Così come molti altri settori, anche l’universo del gaming ha visto una crescita esponenziale durante la pandemia.

Un’evoluzione non prevedibile ma che, in un momento di distanza fisica forzata, ha aiutato molte persone a sentirsi meno lontane.

Ce lo racconta l’esperto comasco Andrea Peduzzi, 42 anni: dopo aver studiato storia del cinema e aver ottenuto un Master legato all’intrattenimento digitale, dal 2008 lavora nel mondo dei videogames come recensore e dal 2012 anche come insegnante in alcune scuole comasche tra cui l’Istituto Leonardo Da Vinci-Ripamonti.

Diversamente da come ci si potrebbe immaginare, ciò di cui si occupa Andrea non è la componente tecnica ma quella classica.

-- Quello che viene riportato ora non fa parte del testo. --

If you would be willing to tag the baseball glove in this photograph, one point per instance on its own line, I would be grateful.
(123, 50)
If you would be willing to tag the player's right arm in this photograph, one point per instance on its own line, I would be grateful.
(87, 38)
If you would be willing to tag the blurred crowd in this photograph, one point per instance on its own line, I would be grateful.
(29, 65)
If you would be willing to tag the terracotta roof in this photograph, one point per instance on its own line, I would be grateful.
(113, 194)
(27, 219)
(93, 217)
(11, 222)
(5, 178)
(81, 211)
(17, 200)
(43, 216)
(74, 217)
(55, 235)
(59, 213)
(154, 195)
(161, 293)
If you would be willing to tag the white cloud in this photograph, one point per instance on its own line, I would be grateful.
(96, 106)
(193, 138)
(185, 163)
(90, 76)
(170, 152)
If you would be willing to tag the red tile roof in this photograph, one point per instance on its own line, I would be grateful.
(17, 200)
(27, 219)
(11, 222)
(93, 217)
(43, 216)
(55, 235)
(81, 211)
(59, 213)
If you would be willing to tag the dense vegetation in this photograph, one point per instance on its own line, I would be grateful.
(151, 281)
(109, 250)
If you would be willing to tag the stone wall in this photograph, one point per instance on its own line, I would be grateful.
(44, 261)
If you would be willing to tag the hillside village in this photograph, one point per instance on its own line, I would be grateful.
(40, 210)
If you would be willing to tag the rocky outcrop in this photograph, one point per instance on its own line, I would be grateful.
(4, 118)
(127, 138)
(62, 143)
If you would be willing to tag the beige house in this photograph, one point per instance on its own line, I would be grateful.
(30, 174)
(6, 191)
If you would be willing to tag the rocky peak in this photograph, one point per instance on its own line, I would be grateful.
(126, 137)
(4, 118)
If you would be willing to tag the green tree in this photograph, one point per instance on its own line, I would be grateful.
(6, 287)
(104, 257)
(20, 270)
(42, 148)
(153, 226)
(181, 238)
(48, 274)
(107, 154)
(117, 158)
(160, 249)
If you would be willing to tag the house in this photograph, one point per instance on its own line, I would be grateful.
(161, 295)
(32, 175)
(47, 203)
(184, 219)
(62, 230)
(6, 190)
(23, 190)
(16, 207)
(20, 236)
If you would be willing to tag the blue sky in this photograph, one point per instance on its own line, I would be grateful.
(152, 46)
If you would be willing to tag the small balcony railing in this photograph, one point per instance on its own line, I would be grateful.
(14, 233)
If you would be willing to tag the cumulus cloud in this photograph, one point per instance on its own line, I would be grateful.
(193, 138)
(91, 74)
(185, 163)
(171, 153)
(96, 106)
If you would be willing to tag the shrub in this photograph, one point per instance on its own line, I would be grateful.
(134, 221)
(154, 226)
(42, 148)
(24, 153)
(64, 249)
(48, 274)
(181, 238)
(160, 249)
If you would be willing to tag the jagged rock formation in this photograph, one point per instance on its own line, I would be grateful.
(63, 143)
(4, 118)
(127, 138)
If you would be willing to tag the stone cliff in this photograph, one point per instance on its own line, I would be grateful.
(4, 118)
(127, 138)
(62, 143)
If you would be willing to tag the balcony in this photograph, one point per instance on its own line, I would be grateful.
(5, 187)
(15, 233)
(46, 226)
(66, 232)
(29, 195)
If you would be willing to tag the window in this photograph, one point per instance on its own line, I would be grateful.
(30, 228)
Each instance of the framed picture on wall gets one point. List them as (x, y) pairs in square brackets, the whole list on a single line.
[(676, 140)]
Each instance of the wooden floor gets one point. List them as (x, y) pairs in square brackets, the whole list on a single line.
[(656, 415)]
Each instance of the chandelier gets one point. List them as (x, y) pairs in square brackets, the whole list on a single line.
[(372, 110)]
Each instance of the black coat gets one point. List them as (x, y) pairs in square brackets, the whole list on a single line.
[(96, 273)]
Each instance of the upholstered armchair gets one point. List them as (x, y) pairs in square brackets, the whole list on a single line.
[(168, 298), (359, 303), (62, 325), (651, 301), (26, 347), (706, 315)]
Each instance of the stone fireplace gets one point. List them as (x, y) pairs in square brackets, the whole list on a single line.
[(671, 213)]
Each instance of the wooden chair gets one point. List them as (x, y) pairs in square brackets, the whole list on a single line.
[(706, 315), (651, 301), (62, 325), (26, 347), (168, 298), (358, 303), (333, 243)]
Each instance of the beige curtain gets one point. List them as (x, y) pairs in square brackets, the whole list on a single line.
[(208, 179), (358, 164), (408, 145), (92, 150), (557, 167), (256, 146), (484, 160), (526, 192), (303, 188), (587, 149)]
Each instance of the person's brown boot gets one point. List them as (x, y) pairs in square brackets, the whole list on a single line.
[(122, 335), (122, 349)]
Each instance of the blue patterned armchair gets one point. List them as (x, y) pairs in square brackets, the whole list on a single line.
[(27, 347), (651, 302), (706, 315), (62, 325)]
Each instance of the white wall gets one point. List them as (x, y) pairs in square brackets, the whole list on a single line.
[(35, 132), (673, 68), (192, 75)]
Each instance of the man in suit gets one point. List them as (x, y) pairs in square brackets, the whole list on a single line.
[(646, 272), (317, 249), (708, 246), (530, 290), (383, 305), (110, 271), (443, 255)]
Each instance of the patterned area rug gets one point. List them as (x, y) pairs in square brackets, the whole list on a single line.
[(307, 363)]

“Nei laboratori per le scuole parlo di videogiochi e in particolare del loro aspetto umanistico – spiega – perché il giocare in sé è molto simile al teatro. Quindi spiego ai ragazzi i vari generi ma anche da dove arrivano i diversi tipi di racconto e la meccanica, che spesso hanno origini antiche. Ad esempio, alcuni giochi come Il Padrino rimandano alla triplicazione del potere. Oppure il level design può derivare dalla struttura del labirinto classico: uno spazio di tipo problematico che si incrocia con altre storie che hanno riferimenti altrettanto classici”.

Insomma, come dimostra Andrea i videogiochi non hanno solo un aspetto scientifico. “Mi piace uscire dall’idea del videogioco come solo tecnica – osserva – ci sono tante figure che vi lavorano e arrivano dalle più svariate formazioni, anche umanistiche come nel mio caso”.

Andrea ha lavorato negli anni come freelancer e consulente per varie riviste, per arrivare a collaborare con Ign.it e Outcast.it. Proprio quest’ultimo progetto indipendente si concentra sui podcast, contenuti che creano un contatto più diretto col pubblico.

Durante la pandemia appunto, con moltissimi utenti che si sono riversati online, sono nate nuove tendenze in rete che hanno risposto anche a un bisogno sociale delle persone che si trovavano a distanza.

“Alcuni videogiochi sono diventati veri e propri social network – afferma Andrea – penso a Fortnite che è stato pensato per i combattimenti ma è riuscito a far interagire tantissimi utenti, anche proponendo trailer in anteprima e concerti in streaming. Oppure Animal Crossing che è stato lanciato durante la prima ondata di Covid ed è diventato una piattaforma per far sì che le persone fisicamente lontane per via del lockdown si potessero incontrare online, molte coppie ad esempio. Ed è diventato anche uno spazio dove ospitare talk-show”.

A proposito di lockdown e videogiochi, questo periodo ha creato fenomeni di dipendenza tra i ragazzi? “Sicuramente i videogiochi possono essere coinvolgenti – spiega Andrea – ma è un argomento molto complesso e al momento non ci sono dati precisi a riguardo. Io consiglio sempre ai genitori di stare attenti, ad ogni modo, al tempo che i figli trascorrono con i videogames”.